ARTICLE: Despite fewer aviation incidents, relative media attention increased over time in the Netherlands

Picture: untitled by Gary Lopater, license CC0 1.0

Do the news portray a distorted world image when reporting menace? ask Toni G. L. A. van der Meer, Anne C. Kroon, Piet Verhoeven and Jeroen Jonkman, all of the University of Amsterdam. To answer this, the researchers did a longitudinal study from 1991 to 2015 about media coverage of aviation incidents.

The authors conducted a content analysis of 9443 articles in Dutch newspapers, comparing the news with aviation incidents statistics and air travel behaviour during the time.

While the total number of aviation incidents declined across time, relative media attention increased. “Despite air travel becoming safer, the media increasingly report on isolated and infrequent incidents”, the researchers write.

They also tested if negative media attention would negative behavioural consequences, that is, less air travel. Shifts in public behavior were negatively associated with media attention in the same month. Real-world statistics on aviation incidents did not seem to explain variation in air travel behavior. “The public’s reactions to aviation risks seem to be primarily driven by processes of social construction and amplification of aviation incidents covered in the news media, rather than by the real distribution of these incidents”, authors argue.

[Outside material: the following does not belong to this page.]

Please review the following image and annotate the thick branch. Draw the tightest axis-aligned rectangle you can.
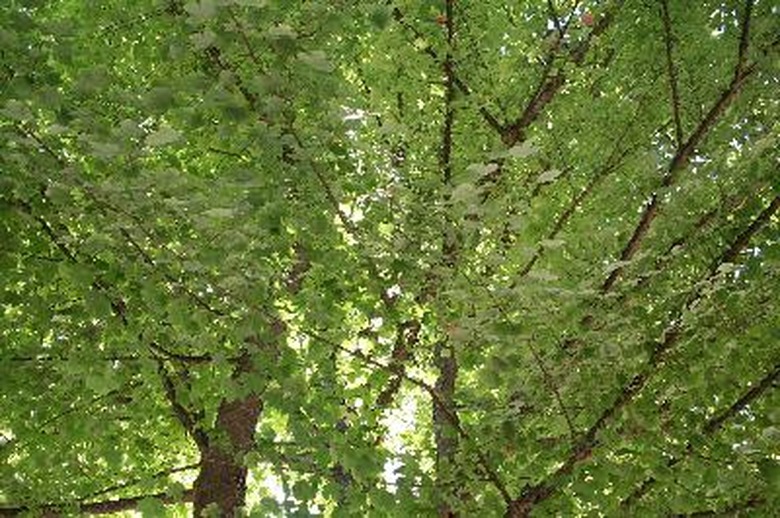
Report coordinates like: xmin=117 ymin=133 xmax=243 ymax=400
xmin=506 ymin=197 xmax=780 ymax=518
xmin=601 ymin=24 xmax=756 ymax=293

Speaking about the concept of mediatization, the authors raise some issues: “Media logic might exercise influence on other social systems such as patterns in the use of aviation products by the public”. The distorted media reality can be a predictor of public responses instead of reality itself, they conclude.

The article “Mediatization and the Disproportionate Attention to Negative News” was published in Journalism Studies and is available online (free abstract).